Speaker
Description
Scientific workflows are now a common tool used by domain scientists in a number of disciplines. They are appealing because they enable users to think at high level of abstraction, composing complex applications from individual application components. Workflow management systems (WMSs), such as Pegasus (http://pegasus.isi.edu) automate the process of executing these workflows on modern cyberinfrastructure. They take these high-level, resource-independent descriptions and map them onto the available heterogeneous compute and storage resources: campus clusters, high-performance systems, high-throughput resources, clouds, and the edge.

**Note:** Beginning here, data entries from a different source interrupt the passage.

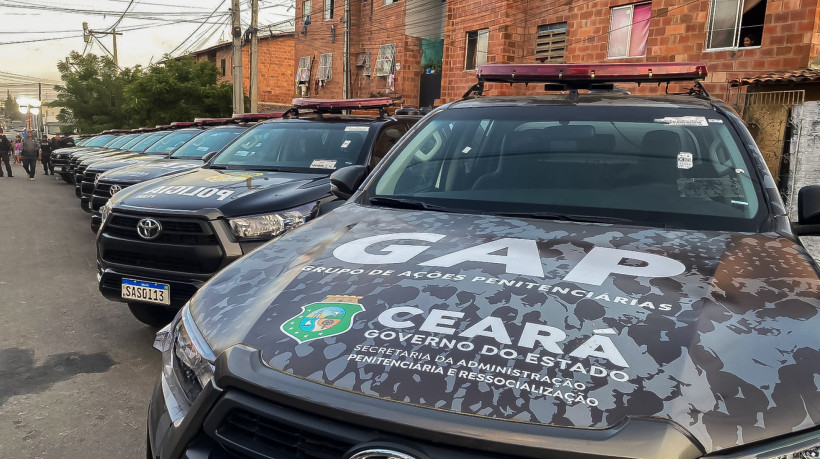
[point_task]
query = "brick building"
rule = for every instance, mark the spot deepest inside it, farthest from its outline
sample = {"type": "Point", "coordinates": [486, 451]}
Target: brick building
{"type": "Point", "coordinates": [782, 35]}
{"type": "Point", "coordinates": [275, 61]}
{"type": "Point", "coordinates": [395, 49]}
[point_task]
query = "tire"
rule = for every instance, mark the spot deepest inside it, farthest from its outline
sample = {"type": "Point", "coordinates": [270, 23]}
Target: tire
{"type": "Point", "coordinates": [149, 314]}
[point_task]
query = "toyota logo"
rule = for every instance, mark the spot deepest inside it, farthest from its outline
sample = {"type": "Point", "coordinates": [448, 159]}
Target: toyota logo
{"type": "Point", "coordinates": [380, 453]}
{"type": "Point", "coordinates": [148, 228]}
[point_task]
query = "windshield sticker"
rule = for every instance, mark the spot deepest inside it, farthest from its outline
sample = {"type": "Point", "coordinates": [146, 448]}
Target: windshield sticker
{"type": "Point", "coordinates": [685, 160]}
{"type": "Point", "coordinates": [182, 190]}
{"type": "Point", "coordinates": [323, 164]}
{"type": "Point", "coordinates": [683, 121]}
{"type": "Point", "coordinates": [232, 176]}
{"type": "Point", "coordinates": [330, 317]}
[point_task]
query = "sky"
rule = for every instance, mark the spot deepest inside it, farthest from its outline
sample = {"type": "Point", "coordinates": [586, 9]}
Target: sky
{"type": "Point", "coordinates": [36, 34]}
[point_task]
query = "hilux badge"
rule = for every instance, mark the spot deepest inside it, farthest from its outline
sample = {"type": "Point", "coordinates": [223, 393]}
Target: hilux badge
{"type": "Point", "coordinates": [330, 317]}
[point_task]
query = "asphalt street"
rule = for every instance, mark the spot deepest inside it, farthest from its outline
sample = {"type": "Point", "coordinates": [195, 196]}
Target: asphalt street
{"type": "Point", "coordinates": [76, 370]}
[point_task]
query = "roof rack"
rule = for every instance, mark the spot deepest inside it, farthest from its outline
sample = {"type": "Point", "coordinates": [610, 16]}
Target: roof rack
{"type": "Point", "coordinates": [561, 77]}
{"type": "Point", "coordinates": [338, 105]}
{"type": "Point", "coordinates": [212, 121]}
{"type": "Point", "coordinates": [253, 117]}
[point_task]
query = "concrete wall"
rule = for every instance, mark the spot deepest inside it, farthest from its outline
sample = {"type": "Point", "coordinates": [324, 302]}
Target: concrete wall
{"type": "Point", "coordinates": [806, 169]}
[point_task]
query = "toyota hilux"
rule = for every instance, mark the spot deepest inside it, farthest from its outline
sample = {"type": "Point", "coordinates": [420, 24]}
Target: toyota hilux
{"type": "Point", "coordinates": [162, 239]}
{"type": "Point", "coordinates": [577, 275]}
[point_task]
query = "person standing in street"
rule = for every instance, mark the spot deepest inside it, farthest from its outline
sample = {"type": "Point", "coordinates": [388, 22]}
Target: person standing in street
{"type": "Point", "coordinates": [5, 152]}
{"type": "Point", "coordinates": [29, 152]}
{"type": "Point", "coordinates": [45, 155]}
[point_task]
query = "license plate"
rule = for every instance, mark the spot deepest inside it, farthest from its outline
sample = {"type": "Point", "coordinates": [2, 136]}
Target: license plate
{"type": "Point", "coordinates": [149, 292]}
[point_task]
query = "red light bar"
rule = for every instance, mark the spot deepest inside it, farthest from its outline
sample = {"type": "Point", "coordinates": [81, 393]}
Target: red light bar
{"type": "Point", "coordinates": [592, 73]}
{"type": "Point", "coordinates": [211, 121]}
{"type": "Point", "coordinates": [249, 117]}
{"type": "Point", "coordinates": [343, 104]}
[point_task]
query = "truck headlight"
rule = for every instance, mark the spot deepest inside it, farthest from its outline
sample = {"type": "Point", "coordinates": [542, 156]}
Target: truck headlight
{"type": "Point", "coordinates": [800, 446]}
{"type": "Point", "coordinates": [268, 226]}
{"type": "Point", "coordinates": [187, 364]}
{"type": "Point", "coordinates": [105, 212]}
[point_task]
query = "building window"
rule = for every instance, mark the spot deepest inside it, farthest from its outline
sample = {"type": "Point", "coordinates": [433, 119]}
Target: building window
{"type": "Point", "coordinates": [363, 62]}
{"type": "Point", "coordinates": [735, 23]}
{"type": "Point", "coordinates": [328, 10]}
{"type": "Point", "coordinates": [306, 12]}
{"type": "Point", "coordinates": [303, 71]}
{"type": "Point", "coordinates": [628, 30]}
{"type": "Point", "coordinates": [477, 42]}
{"type": "Point", "coordinates": [326, 67]}
{"type": "Point", "coordinates": [551, 42]}
{"type": "Point", "coordinates": [385, 60]}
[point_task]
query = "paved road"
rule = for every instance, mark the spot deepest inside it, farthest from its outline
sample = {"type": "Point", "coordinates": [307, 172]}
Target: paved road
{"type": "Point", "coordinates": [76, 370]}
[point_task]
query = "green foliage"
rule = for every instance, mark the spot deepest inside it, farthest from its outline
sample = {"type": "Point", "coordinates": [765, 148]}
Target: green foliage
{"type": "Point", "coordinates": [96, 97]}
{"type": "Point", "coordinates": [92, 95]}
{"type": "Point", "coordinates": [179, 90]}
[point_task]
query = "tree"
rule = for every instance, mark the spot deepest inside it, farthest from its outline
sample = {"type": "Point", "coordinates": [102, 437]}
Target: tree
{"type": "Point", "coordinates": [92, 95]}
{"type": "Point", "coordinates": [177, 90]}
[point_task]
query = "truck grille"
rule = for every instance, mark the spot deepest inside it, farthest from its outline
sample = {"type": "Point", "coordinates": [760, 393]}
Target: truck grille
{"type": "Point", "coordinates": [269, 438]}
{"type": "Point", "coordinates": [184, 245]}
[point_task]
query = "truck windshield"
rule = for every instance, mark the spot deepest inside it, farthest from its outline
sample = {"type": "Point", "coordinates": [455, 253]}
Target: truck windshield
{"type": "Point", "coordinates": [296, 145]}
{"type": "Point", "coordinates": [210, 140]}
{"type": "Point", "coordinates": [672, 168]}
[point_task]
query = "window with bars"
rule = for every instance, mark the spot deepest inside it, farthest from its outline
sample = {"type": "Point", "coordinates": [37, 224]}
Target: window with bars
{"type": "Point", "coordinates": [477, 43]}
{"type": "Point", "coordinates": [364, 63]}
{"type": "Point", "coordinates": [628, 30]}
{"type": "Point", "coordinates": [328, 10]}
{"type": "Point", "coordinates": [551, 43]}
{"type": "Point", "coordinates": [735, 23]}
{"type": "Point", "coordinates": [326, 67]}
{"type": "Point", "coordinates": [385, 60]}
{"type": "Point", "coordinates": [306, 12]}
{"type": "Point", "coordinates": [303, 71]}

WMSs can select the appropriate resources based on their architecture, availability of key software, performance, reliability, availability of cycles, storage space, among others. With the help of compiler-inspired algorithms, they can determine what data to save during execution, and which are no longer needed. Similarly to compiler solutions, they can generate an executable workflow that is tailored to the target execution environment, taking into account reliability, scalability, and performance. This talk will describe the key concepts used in the Pegasus WMS to help automate the execution of workflows in distributed and heterogeneous environments. It will showcase applications that have benefited from Pegasus’ automation as well as touch upon new types of science applications and their needs. The talk will explore potential use of artificial intelligence and machine learning approaches to improve the level of automation in workflow management systems.